On Tuesday night, nearly 200 people entered Faith Congregational Church in Hartford to start a conversation.
"Too many in this community feel the police are not on their side. The whole community has to work to change that perception," said Reverend Stephen Camp with Faith Congregational Church.
"Every time (police officers) go to a call, every time they make a stop, they try to be perfect in every aspect, and we don't always get it right," said Hartford Police Chief James Rovella.
Hartford's mayor, police chief, local clergy and community leaders spoke to residents and listened to concerns and suggestions.
With tensions rising across the country between police departments and communities, Reverend Stephen Camp felt it was important to address the violence, saying it's a concern facing every community.
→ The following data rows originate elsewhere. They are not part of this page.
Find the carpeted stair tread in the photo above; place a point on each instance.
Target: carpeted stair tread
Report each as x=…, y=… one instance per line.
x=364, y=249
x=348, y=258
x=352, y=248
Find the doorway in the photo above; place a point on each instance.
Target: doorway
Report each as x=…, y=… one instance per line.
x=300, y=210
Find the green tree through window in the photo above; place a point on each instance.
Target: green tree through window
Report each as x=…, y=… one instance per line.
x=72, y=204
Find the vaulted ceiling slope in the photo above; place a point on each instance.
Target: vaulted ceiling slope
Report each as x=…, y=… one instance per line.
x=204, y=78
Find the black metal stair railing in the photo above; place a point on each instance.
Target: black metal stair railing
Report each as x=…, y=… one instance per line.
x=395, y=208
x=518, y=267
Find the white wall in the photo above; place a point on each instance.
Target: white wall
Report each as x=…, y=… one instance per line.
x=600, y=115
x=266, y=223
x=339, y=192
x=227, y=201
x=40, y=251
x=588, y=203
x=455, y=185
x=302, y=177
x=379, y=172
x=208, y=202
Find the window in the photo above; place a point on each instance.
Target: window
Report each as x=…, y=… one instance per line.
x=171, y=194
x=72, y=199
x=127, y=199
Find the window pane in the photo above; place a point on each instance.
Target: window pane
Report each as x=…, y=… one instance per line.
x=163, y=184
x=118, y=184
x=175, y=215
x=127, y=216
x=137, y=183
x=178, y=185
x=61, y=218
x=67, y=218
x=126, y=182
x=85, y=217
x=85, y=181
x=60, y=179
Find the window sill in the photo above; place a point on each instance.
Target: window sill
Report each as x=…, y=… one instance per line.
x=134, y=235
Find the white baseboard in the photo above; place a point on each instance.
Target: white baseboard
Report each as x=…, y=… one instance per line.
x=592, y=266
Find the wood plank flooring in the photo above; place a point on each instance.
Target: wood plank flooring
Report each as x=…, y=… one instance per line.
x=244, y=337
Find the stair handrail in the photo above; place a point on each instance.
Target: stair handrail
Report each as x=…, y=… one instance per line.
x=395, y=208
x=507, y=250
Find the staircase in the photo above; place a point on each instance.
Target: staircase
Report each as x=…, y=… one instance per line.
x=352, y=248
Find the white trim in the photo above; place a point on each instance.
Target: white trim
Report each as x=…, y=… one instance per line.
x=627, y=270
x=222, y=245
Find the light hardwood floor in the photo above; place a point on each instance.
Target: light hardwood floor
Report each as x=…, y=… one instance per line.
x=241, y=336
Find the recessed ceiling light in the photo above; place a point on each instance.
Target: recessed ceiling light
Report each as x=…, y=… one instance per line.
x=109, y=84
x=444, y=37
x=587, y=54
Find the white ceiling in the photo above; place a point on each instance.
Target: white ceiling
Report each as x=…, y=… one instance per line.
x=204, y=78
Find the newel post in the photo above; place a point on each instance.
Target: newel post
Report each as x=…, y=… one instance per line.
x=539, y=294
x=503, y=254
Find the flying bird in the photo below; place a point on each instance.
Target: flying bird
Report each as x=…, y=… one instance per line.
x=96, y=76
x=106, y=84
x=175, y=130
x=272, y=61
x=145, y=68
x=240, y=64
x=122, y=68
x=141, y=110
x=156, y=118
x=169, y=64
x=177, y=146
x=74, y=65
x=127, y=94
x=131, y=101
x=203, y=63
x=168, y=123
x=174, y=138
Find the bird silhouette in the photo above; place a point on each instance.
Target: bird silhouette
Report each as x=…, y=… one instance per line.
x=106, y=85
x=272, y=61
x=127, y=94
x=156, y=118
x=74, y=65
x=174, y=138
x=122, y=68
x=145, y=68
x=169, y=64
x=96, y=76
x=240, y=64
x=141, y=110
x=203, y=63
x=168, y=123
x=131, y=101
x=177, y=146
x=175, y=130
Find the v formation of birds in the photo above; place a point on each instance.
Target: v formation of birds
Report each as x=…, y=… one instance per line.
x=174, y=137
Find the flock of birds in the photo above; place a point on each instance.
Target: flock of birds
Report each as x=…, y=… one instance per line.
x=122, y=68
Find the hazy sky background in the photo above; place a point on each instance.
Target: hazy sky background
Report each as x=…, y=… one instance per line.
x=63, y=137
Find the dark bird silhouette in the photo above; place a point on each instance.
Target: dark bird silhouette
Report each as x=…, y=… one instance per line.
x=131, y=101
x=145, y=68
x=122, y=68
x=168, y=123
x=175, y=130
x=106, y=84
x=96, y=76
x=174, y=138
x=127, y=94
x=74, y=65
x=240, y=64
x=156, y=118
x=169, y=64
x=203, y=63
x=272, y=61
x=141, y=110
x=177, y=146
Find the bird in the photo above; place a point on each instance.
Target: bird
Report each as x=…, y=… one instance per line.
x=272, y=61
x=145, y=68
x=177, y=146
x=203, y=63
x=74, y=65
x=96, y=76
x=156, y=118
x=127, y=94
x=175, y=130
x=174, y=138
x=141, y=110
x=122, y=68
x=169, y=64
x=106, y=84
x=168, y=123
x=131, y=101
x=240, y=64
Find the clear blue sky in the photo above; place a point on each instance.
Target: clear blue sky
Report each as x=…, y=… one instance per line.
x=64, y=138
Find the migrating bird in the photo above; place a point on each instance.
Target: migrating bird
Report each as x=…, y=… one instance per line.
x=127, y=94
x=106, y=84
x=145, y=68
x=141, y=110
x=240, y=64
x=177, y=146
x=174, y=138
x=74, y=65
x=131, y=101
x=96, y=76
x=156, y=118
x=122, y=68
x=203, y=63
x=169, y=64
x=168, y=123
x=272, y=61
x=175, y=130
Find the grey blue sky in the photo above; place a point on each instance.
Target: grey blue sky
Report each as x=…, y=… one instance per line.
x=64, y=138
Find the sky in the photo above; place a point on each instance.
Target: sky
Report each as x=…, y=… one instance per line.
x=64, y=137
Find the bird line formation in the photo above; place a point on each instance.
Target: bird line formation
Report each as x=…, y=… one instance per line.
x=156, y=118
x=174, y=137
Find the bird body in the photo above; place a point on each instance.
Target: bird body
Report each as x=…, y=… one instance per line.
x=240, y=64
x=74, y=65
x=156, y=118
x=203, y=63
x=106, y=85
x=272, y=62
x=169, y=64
"We have work to do. We're not exempt from what we see in other places. There is work to be done to make sure the police department has the kind of relationship with the community that is meaningful, that is not at odds with the community," said Rev. Camp.
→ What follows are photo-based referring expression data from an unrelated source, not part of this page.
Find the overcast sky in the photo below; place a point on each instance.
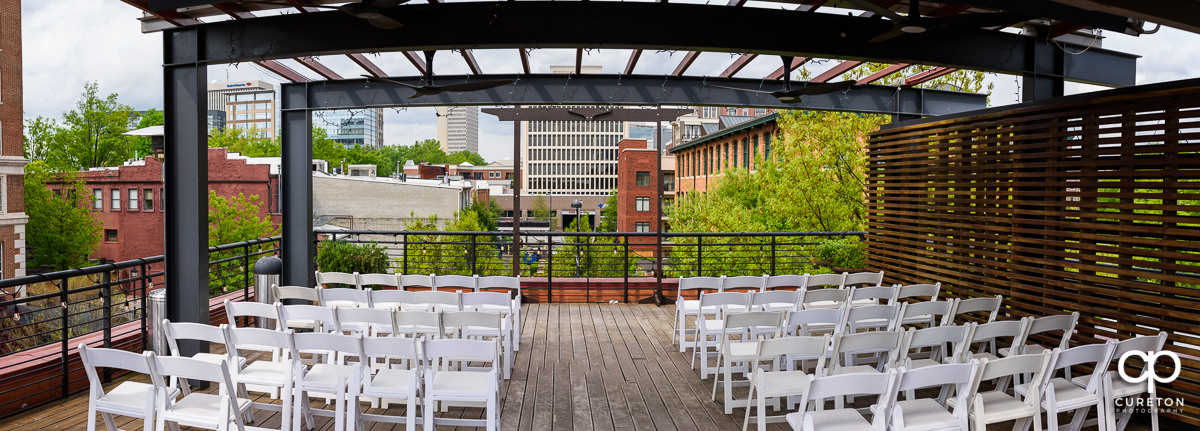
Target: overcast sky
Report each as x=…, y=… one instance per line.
x=70, y=42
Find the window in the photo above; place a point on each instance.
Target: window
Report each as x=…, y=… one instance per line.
x=643, y=203
x=643, y=178
x=148, y=199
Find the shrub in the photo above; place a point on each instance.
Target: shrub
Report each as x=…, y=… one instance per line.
x=843, y=252
x=345, y=257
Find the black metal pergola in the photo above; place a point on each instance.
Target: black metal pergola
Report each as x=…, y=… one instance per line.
x=191, y=46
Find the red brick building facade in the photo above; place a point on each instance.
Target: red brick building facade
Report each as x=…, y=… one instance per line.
x=702, y=160
x=12, y=162
x=637, y=198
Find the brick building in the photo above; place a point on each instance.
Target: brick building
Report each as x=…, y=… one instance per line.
x=129, y=201
x=735, y=145
x=12, y=163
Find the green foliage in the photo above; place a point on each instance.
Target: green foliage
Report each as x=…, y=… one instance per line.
x=90, y=135
x=844, y=252
x=345, y=257
x=61, y=231
x=233, y=220
x=609, y=214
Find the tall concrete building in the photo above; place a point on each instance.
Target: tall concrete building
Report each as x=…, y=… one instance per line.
x=570, y=157
x=459, y=129
x=12, y=163
x=249, y=106
x=352, y=127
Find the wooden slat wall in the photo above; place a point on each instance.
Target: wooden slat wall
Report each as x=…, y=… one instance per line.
x=1085, y=205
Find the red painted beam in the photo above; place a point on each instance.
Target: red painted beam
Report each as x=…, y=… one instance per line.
x=833, y=72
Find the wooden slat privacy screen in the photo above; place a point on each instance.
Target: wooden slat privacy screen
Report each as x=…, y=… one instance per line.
x=1089, y=205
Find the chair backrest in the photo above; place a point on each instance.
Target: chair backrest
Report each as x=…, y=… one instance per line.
x=699, y=283
x=300, y=293
x=863, y=280
x=323, y=318
x=1098, y=354
x=473, y=299
x=417, y=281
x=989, y=305
x=921, y=292
x=345, y=298
x=885, y=293
x=789, y=282
x=820, y=281
x=803, y=322
x=455, y=282
x=378, y=280
x=257, y=310
x=937, y=312
x=744, y=282
x=328, y=280
x=1061, y=323
x=377, y=318
x=870, y=313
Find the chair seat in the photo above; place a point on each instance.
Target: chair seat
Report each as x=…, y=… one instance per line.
x=201, y=407
x=925, y=414
x=832, y=420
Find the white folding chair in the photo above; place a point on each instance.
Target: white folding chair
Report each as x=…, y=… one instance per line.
x=713, y=307
x=450, y=387
x=480, y=325
x=781, y=378
x=1059, y=395
x=978, y=307
x=685, y=307
x=390, y=382
x=378, y=281
x=730, y=352
x=997, y=406
x=1060, y=323
x=197, y=409
x=925, y=313
x=838, y=387
x=918, y=292
x=455, y=282
x=863, y=280
x=928, y=414
x=265, y=376
x=417, y=282
x=330, y=280
x=129, y=399
x=333, y=377
x=1117, y=387
x=513, y=287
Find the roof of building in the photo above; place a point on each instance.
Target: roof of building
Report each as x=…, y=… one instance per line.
x=725, y=131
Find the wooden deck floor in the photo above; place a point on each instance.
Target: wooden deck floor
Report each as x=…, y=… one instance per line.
x=581, y=366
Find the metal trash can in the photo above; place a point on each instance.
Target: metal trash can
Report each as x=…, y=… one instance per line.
x=157, y=300
x=267, y=274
Middletown Police Captain Gary Wallace also attended the meeting to hear the conversation and maybe bring some ideas discussed Tuesday night back to his department.
"What we really want to do deep down inside is talk about why it's happening and then together come up with solutions," said Middletown Police Captain Gary Wallace.
Hartford Resident Michael Harris brought his two children to the meeting, saying it's important for him to have his kids active in the community. He said he feels like Connecticut is insulated from troubling developments nationally.
"In Connecticut I think it's a beacon of light here. You don't really hear about police brutality and things escalating like you do across the country," said Harris.
Even so, Harris said he has had experience with police harassment in the state.
"I went to high school and I worked in West Hartford. And just driving to work every day, I'd get pulled over. They'd said stuff like a car, like this, was stolen, and it went on and on until my mom went screaming to the chief of police there and shut it down," said Harris.
Harris said he's also had the conversation regarding police interaction with his own 15-year-old son who's in high school.
"it's a source of stress for African American parents in general to have a teenage son. It's something that's constantly on your mind," said Harris. "I've had to have that discussion. It pains me. That's why I'm here."
Harris said he's seen community policing in the Blue Hills area and said one-on-one relationships like that help.
"I think more interactions between police and community, walking the beat like in the old days, riding bikes, talking to people, that to me is how you make a difference," said Harris.
the Tuesday night meeting, Police Chief Rovella also asked for help from the community. He said he needs police recruits from Hartford, he needs residents to report crimes, and he needs everyone to look after their neighbors.
Rev. Camp said it's important that Tuesday night's meeting be the start of many conversations for positive change because a difference can be made when everyone comes together.